Polynomial of lowest degree with lowest possible integer coefficients, and with zeros 7-5i and 0 (multiplicity 2)

Question

Kyle P. · Accepted Answer

If we have a polynomial function with zeros 7 - 5i and 0 with a multiplicity of 2, we must also have a zero at 7 + 5i because of the rule for conjugates. The lowest degree polynomial we can have is 4. Therfore, we know the following:

x = 7 - 5i

x = 7 + 5i

x = 0 (multiplicity of 2)

Let's solve for the equation now:

f(x) = x²(x - 7 + 5i)(x - 7 - 5i)

f(x) = x²(x² - 7x - 5ix - 7x + 49 + 35i + 5ix - 35i - 25i²)

f(x) = x²(x² - 14x + 49 + 25) We use the rule that i² = -1 to get this as well

f(x) = x²(x² - 14x + 74)

f(x) = x⁴ - 14x³ + 74x²

William W. · Answer

A key to this problem is the realization that complex number zeros come in conjugate pairs. So if "7 - 5i" is a zero, then "7 + 5i" must also be a zero.

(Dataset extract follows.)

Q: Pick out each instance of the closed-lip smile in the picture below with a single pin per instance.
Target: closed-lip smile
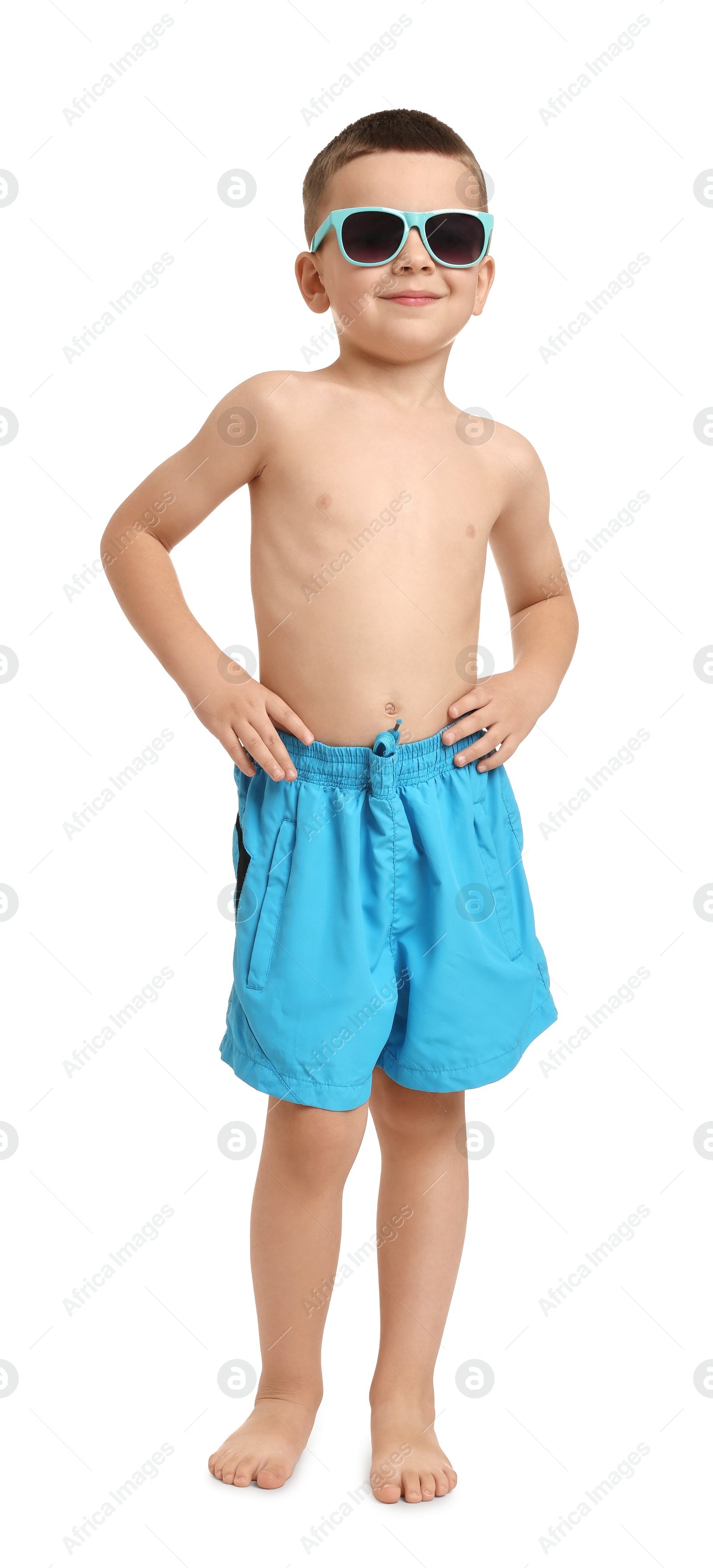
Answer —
(413, 298)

Forming binomial factors merely requires us to add "x -" in front of each zero so the polynomial would be:

P(x) = a(x - 0)(x - 0)[x - (7 - 5i)][x - (7 + 5i)] where "a" is any multiplier but to keep it simple, let's let a = 1.

Multiplying the complex binomials together we get:

[x - (7 - 5i)][x - (7 + 5i)]

(x - 7 + 5i)(x - 7 - 5i)

I like to use an "area model" type rectangle to organize the multiplication of binomials with more than 2 elements like this:

Combining and simplifying we get:

x² - 14x + 49 - 25i² but since i² = -1, we get x² - 14x + 49 + 25 = x² - 14x + 74

Then multiplying by x² [simplified version of (x - 0)(x - 0)] we get:

P(x) = x⁴ - 14x³ + 74x²

Polynomial of lowest degree with lowest possible integer coefficients, and with zeros 7-5i and 0 (multiplicity 2)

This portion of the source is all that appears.